NEXCOM's ATC 3750-IP7-6C is a ruggedized edge AI computing system purpose-built for AI-powered disaster management applications, boasting exceptional processing power, seamless sensor integration, and robust connectivity.
Designed to withstand the harshest conditions, the ATC 3750-IP7-6C is built to operate in demanding outdoor environments; it is certified with IP67. With a wide operating temperature range (-20°C to 70°C), vibration and shock resistance meeting MIL-STD-810 standards, and a 9-36V DC-IN power input, this rugged edge AI computing platform can be deployed in remote locations and continue functioning reliably, even in the face of extreme conditions.
At its core, the ATC 3750-IP7-6C is powered by the NVIDIA Jetson AGX Orin, a powerhouse capable of delivering up to 200/275 (INT8) TOPS of AI processing performance. This enables the system to handle even the most computationally intensive AI models and algorithms required for disaster management tasks, running these AI workloads at the edge for real-time analysis and decision-making without relying on remote servers.
One of the key advantages of the ATC 3750-IP7-6C is its ability to seamlessly integrate with a wide range of environmental sensors. With various I/O ports, including serial and digital I/O, the system can collect data from sensors deployed in the field, providing the necessary fuel for AI models tasked with detecting early warning signs of potential disasters.

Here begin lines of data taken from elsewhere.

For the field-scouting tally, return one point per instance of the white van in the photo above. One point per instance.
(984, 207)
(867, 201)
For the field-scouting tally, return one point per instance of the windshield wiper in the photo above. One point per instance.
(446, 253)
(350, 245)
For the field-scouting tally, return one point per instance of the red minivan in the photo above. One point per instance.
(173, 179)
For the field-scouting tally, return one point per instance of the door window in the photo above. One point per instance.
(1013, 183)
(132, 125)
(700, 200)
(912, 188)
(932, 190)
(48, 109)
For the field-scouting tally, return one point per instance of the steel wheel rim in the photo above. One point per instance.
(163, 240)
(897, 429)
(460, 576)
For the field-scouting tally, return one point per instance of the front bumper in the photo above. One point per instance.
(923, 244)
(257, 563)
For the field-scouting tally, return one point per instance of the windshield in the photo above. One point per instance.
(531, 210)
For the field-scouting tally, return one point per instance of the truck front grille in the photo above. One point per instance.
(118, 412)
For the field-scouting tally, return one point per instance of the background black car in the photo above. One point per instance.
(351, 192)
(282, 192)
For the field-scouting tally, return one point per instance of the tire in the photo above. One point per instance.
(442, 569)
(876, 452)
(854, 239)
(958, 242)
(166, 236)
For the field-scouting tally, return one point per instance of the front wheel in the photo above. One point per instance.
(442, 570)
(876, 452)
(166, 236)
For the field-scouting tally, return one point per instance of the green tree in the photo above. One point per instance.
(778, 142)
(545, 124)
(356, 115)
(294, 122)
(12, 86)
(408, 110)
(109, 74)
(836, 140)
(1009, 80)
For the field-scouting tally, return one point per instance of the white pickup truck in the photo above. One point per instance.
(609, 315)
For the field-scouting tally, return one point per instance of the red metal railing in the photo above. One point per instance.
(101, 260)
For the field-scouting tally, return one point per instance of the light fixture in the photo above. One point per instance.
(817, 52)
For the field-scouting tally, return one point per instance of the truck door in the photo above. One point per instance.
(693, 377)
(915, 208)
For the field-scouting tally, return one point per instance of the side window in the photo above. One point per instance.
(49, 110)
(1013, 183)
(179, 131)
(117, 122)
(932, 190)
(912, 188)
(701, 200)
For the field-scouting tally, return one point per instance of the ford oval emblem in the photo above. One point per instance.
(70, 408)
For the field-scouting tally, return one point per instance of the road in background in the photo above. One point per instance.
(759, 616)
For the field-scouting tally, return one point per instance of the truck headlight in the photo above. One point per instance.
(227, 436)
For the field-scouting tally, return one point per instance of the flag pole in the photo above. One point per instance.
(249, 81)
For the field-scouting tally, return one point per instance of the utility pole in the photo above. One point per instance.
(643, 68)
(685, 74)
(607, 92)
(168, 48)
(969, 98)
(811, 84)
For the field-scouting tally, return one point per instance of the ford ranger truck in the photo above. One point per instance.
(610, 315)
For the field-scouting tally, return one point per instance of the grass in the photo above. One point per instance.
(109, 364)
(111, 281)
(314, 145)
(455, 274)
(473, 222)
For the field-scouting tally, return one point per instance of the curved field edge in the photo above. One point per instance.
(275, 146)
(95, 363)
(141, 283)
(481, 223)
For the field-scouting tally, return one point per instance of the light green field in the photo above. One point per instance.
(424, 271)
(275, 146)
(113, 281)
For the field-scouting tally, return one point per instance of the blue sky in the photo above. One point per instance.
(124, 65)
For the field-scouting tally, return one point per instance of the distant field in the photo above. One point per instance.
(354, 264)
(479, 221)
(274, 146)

The sensors are deployed throughout the disaster zone to collect environmental data like temperature, wind speed, air quality, water levels, or ground movement. They might also include cameras for visual monitoring.
These networks connect the sensors and transmit their data either wirelessly or through cables to a central hub. Low-Power Wide-Area Networks (LPWAN) are gaining traction due to their low power consumption and long-range capabilities, which are crucial in disaster scenarios. The ATC-3750-IP7-6C offers a comprehensive suite of communication options, including Gigabit Ethernet (with PoE+ support), Wi-Fi 5/6, cellular (LTE/5G), and GNSS capabilities. This ensures seamless data transmission and situational awareness, enabling effective coordination with other agencies or response teams.